Climbing high onto the outcrop of rock forming the cave, the carpenter unfurled his carpet, hit the ignition and kicked it into 1st gear. He hovered for a moment and then performed a three point turn, and was lifted high above the desert and the hustle and bustle of the waking town. The wind whipped around his billowing trousers and blew a healthy breeze through his well-conditioned locks. Laying on his front, the carpenter scanned the world below for his beautiful, hideous companion, but she was nowhere to be seen. Where could she be? Where would she go? She didn’t even leave a note! “What if this mysterious woman, who has only just entered my humble life, has been eaten alive by organ-stealers, or coyotes?”  Pondered the carpenter, who was beginning to lose hope, “What if she’s been taken by... Oh wait no, it’s ok. She’s over there in the market square.”
The carpenter’s heart was lifted with joy, he was overcome with emotion. There, crossing the centre of the deserted dawn-lit market square, hobbled the hunched and bunched figure of the old woman.
 “Oh! Beautiful lady! I have found you at last!” cried the carpenter, bringing the carpet to land. “Do you know I’ve searched for over 25 minutes!? Where have you been?! I thought I’d lost you forever!” He stumbled to a stop, leaping off of his landing carpet and falling towards the woman.
“Carpenter!?”
“Yes! It is me! Now what do you think you were doing?! Don’t you know the organ-stealers come out in the early hours of the morning!? You could have become an organ-donor completely involuntarily!”
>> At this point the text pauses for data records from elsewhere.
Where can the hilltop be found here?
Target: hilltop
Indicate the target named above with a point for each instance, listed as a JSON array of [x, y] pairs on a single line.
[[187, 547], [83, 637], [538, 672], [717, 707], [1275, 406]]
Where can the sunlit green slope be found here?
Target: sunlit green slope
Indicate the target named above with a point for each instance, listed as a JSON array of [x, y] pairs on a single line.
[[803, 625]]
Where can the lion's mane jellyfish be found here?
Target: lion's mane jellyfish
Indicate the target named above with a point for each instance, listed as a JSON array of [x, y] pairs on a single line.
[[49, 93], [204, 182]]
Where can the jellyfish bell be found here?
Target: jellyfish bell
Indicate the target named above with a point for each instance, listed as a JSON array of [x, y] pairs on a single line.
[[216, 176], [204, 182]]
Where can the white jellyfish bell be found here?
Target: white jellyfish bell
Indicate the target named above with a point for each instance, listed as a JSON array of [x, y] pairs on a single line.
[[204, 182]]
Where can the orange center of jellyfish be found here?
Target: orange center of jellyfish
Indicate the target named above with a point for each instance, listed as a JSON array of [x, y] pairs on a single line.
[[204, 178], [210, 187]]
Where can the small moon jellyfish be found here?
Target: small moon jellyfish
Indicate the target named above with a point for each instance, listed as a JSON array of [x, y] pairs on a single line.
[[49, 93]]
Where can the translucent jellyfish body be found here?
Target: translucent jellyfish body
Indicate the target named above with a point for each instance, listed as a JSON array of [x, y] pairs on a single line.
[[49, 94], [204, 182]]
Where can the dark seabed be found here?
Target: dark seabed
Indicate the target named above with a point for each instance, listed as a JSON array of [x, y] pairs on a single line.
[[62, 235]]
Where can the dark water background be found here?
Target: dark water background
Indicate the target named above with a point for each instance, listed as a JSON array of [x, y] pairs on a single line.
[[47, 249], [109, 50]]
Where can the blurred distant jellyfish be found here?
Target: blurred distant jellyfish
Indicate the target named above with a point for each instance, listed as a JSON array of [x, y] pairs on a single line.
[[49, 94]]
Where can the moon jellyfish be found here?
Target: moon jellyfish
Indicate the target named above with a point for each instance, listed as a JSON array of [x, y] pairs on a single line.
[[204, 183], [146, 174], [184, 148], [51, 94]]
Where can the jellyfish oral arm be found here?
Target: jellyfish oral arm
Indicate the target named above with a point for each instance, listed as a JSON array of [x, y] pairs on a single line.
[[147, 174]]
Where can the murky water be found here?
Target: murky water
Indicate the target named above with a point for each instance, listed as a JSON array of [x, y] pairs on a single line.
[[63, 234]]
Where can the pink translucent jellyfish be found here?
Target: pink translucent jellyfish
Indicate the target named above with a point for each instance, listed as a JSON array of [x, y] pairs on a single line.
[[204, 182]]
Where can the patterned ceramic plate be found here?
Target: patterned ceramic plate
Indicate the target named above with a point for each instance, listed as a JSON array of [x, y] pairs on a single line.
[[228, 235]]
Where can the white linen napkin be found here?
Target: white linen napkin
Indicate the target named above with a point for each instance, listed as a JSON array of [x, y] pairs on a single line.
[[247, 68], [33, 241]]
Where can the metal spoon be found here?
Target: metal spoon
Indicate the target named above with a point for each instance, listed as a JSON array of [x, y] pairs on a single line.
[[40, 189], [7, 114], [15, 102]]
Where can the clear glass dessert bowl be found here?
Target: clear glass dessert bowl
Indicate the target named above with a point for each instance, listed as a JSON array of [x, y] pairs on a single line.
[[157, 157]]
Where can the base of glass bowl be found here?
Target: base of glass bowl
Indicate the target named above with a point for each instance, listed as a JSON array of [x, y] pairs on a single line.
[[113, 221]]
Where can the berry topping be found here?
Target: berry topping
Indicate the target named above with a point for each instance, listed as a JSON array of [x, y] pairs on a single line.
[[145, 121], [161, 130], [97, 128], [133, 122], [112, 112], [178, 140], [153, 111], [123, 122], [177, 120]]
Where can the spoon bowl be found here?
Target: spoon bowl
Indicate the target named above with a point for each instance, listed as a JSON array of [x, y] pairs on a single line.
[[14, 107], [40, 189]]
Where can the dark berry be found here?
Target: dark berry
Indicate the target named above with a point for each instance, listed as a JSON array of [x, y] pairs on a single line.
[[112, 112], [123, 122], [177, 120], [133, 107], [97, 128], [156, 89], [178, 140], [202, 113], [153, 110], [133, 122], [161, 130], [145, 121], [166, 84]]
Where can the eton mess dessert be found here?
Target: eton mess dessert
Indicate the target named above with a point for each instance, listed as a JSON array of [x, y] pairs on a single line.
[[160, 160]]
“Ah! But you fail to take into account my organ-donor card!” The woman produced a laminated organ-donor card from her pocket with a flourish.
“Ah… Nonetheless, why did you leave me?” The carpenter said with accusation, looking fiercely into her eyes.
She opened and closed her puckered, wrinkled mouth, struggling for words. “It is because… er… because.. I.. urrrmm… I love you?”
The carpenter gasped, eyes suddenly widening. “Love? No one has ever loved me before… except that one crazy cat lady… but not like this”
“Er yes! Well that is why I had to leave you, beautiful and wonderful man!”
“But why?”
“Well… errr… The witch! Yes! The witch. She is evil, so evil! I did not want for you to be hurt.”
Roses bloomed in the carpenter’s eyes. Unaware of the thorns, he could almost feel the fanfare that was playing in his head, shaking the still morning air around them. He did not notice the haggard old woman’s look of strangled disgust as she uttered her proclamations of love and kindness.
~ * ~ * ~
On the outskirts of the town, beyond the market, in the darkest alley next to Tesco Metro, the beautiful young woman frowned and groaned awake. The stagnant smell of piss had risen with the sun casting its eastern heat into the alley, and roused the woman from her sleep. She rubbed her pounding temples and scuffled and shuffled until she was sitting upright. She opened her eyes. She closed them again. Nauseated and confused, the woman gathered her memories; the carpenter. The witch. The desert. “The carpenter!” She once more opened her eyes and, ripping the black velvet gown she wore, scrambled to her unsteady feet. She swayed and steadied herself on the wall. “Black velvet?” she looked down. “Black…?” Suddenly dismayed, the woman looked quickly around her, “Where am I? Where is he?” The young and beautiful woman had returned to her body.
~ * ~ * ~
“So now that we have settled that we are in love, will you help me to find and brutally kill the witch that has so evily stolen my body?” persisted the haggard old woman.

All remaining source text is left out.